N'en déplaise aux grincheux, je vais être brillamment réélu président de la République pour la septième fois. L’un après l’autre, mes concurrents potentiels se sont désistés ou ont été déclarés inéligibles par la justice.

Autour de moi, je n’entends que des louanges. Mes collaborateurs les plus dévoués me supplient d’instaurer la présidence à vie. Mais ne sommes-nous pas en démocratie ? Le peuple a le droit intangible de m’exprimer tous les cinq ans sa confiance et son amour.
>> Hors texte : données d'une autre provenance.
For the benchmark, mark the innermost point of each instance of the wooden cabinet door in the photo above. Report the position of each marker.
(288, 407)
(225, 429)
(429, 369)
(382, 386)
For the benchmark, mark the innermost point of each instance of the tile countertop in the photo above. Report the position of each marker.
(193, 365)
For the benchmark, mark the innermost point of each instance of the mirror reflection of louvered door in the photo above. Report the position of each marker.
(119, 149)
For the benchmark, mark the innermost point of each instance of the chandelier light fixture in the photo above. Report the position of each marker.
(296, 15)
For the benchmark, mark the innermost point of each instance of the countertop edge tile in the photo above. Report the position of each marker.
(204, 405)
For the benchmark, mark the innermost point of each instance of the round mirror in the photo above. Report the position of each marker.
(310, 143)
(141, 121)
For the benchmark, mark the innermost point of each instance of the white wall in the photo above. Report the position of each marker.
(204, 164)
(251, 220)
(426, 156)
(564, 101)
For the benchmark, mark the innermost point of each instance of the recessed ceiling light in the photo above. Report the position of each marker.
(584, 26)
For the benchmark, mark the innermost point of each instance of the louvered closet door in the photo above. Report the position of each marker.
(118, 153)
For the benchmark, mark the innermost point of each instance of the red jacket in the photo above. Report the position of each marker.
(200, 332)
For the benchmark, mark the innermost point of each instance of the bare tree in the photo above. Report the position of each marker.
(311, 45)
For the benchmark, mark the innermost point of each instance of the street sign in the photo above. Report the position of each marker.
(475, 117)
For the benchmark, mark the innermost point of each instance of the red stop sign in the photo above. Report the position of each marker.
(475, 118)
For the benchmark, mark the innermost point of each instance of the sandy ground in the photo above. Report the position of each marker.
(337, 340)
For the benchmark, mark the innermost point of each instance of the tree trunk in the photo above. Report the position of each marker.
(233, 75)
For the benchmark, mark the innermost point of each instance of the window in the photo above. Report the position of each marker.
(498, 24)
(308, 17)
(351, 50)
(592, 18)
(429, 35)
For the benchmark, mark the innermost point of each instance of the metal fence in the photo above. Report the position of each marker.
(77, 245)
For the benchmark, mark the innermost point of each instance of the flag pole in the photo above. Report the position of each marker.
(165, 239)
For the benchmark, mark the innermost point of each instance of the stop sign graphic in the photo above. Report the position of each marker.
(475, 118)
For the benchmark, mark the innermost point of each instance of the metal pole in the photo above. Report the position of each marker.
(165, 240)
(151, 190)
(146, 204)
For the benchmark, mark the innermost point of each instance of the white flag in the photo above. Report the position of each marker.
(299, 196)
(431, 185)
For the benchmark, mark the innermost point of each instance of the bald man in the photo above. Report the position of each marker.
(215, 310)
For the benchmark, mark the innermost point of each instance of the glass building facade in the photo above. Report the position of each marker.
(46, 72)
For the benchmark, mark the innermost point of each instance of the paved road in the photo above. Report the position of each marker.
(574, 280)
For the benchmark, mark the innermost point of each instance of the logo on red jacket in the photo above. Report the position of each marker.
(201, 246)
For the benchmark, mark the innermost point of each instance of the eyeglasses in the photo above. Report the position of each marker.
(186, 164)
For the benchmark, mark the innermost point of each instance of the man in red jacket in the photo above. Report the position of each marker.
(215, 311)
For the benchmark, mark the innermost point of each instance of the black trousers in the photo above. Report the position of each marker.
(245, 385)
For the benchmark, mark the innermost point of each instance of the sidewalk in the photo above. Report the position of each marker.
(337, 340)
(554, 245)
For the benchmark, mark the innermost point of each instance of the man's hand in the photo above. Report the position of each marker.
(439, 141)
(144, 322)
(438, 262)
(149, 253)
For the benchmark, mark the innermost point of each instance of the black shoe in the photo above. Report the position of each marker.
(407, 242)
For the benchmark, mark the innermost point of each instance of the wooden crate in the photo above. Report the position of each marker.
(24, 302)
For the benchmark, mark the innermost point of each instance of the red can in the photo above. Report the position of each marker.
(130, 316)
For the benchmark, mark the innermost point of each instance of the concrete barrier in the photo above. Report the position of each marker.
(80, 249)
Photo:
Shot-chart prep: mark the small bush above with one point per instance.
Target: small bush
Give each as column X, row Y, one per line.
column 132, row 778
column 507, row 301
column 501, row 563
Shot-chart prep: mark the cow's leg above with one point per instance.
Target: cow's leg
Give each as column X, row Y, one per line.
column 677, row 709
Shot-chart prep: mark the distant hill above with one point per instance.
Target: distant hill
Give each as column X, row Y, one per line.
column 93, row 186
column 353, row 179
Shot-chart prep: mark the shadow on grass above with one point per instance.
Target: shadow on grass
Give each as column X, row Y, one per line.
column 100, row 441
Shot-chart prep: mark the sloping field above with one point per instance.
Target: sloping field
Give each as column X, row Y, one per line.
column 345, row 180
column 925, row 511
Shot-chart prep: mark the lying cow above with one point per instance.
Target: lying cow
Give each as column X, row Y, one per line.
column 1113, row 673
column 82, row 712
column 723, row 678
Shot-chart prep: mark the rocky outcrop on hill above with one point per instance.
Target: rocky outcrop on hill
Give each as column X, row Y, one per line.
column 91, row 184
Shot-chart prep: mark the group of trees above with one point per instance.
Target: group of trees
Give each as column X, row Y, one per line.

L’ordre règne. Les riches s’enrichissent et les pauvres constatent avec fierté que le pays redevient l’empire qu’il a été.

Je suis partout, sans avoir à le demander. On ne cesse de donner mon nom à des aéroports, des stades, des universités, des crèches… Même des plats traditionnels sont rebaptisés. « On se nourrit de votre force », m’a écrit un restaurateur.

Les bains de foule auxquels je consens sont de plus en plus touchants. Des handicapés et des femmes stériles se précipitent vers moi, cherchant à effleurer mes mains. 

Je suis le garant de la bonne marche des choses. « Sans vous, le soleil ne se lèverait pas chaque matin et refuserait de se coucher », m’a dit l’un de nos plus grands poètes. Ce sera, paraît-il, la première strophe du nouveau recueil qu’il veut me dédier.

Cette histoire de présidence à vie est stupide, m’a fait remarquer le meilleur de mes conseillers : « C’est une présidence éternelle dont le pays avait besoin. Grâce au ciel, il l’a obtenue. Vous resterez, pour les siècles de siècles, le Père de la nation. »

Mais le peuple, lui, ne voit pas aussi loin. Il sait que ma vie terrestre aura une fin. Qu’il se rassure : le moment venu, mon fils aîné sera prêt pour me succéder.